Значит, можно сказать, что эта типичная и центральная для Павла «весть об оправдании» присутствует уже в притчах Иисуса и в Нагорной проповеди, однако в свете смерти и воскресения Иисуса она проявилась совершенно по–иному. Поэтому весть Павла об оправдании справедливо называют «прикладной христологией». В этом качестве она представляет собой и критическую норму правильного применения христологии, вопреки всем попыткам как ее преуменьшения и опустошения, так и идеализации и возвышения.
Когда в церковной истории затемнялось центральное значение распятого и живого Иисуса как основополагающего для связи человека и Бога, человека и человека, то тезис «оправдание только верой»

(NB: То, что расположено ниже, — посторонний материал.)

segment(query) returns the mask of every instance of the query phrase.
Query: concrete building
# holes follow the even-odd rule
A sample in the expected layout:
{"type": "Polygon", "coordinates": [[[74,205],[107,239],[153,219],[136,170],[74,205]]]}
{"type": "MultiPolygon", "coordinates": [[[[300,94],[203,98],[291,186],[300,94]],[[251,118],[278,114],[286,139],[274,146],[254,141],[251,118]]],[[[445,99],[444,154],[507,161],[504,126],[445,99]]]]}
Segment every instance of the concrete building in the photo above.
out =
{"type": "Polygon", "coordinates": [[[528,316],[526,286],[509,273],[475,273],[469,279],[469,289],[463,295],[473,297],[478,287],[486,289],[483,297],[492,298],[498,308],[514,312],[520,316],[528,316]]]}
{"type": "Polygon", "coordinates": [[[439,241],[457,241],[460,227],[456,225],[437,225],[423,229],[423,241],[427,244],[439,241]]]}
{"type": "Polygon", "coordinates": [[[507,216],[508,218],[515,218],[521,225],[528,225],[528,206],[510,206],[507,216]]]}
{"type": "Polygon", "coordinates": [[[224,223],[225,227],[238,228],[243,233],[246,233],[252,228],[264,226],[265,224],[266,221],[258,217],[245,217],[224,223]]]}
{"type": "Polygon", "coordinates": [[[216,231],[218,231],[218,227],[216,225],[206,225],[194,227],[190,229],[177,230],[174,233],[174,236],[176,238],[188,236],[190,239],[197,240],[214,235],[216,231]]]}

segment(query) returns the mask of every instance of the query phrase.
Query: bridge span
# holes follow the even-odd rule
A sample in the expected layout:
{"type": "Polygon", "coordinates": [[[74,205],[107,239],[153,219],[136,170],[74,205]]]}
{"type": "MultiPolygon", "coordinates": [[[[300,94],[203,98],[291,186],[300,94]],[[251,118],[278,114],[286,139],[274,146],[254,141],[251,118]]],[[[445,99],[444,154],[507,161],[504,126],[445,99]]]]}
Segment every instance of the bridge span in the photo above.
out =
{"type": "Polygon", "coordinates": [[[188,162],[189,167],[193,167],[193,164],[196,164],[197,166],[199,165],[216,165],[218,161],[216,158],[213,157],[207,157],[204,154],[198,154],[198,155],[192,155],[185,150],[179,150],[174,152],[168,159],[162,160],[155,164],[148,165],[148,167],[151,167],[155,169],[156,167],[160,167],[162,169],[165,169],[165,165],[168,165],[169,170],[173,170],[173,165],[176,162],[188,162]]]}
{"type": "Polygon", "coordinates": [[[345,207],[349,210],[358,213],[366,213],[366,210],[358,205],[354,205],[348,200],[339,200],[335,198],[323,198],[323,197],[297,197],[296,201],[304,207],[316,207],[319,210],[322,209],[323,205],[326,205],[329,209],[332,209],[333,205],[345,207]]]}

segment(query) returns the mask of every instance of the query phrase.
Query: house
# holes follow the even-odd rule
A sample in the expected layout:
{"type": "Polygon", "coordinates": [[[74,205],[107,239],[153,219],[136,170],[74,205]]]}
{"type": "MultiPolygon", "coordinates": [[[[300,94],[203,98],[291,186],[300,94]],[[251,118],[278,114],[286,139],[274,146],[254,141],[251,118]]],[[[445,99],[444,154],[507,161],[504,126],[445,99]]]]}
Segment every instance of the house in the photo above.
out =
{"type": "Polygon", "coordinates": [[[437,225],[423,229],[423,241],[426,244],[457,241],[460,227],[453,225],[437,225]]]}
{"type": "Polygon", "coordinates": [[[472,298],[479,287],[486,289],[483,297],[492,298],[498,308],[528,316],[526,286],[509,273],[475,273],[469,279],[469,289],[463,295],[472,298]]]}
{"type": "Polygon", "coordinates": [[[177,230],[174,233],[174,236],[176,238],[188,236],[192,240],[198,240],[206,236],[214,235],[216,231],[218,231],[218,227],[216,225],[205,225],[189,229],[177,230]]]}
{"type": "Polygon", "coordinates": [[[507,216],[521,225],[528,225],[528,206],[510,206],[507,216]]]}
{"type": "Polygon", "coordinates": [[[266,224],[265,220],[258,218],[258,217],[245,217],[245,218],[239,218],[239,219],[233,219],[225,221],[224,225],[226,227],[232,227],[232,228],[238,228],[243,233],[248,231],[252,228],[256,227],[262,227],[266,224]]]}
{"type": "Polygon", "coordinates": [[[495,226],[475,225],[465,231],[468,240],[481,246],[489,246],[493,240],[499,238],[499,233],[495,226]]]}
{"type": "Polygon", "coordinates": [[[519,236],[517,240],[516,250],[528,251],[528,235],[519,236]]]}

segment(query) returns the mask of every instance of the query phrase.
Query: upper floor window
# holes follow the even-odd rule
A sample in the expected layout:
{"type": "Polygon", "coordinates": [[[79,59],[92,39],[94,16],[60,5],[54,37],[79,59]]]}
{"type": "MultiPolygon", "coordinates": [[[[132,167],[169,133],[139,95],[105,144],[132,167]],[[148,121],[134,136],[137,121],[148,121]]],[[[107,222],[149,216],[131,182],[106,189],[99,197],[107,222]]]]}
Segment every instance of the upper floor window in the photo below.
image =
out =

в Иисуса Христа вновь становился острым и вел к различению духов. Поэтому и здесь вместе с Павловым Посланием к Галатам Послание к Римлянам вновь обретало прямо?таки взрывную силу. Так было с пелагианством во времена Августина. Так было со средневековой святостью дел и злоупотреблением Рима иерархическими должностями — особенно в эпоху реформаторов. Так было и в эпоху Карла Барта после Первой мировой войны с культурным протестантизмом, ставшим идеалистически–гуманистическим, и с национал–социалистической идеологией. Не так ли и сегодня, в эпоху секуляризированного благочестия дел, основанном на принципе успеха?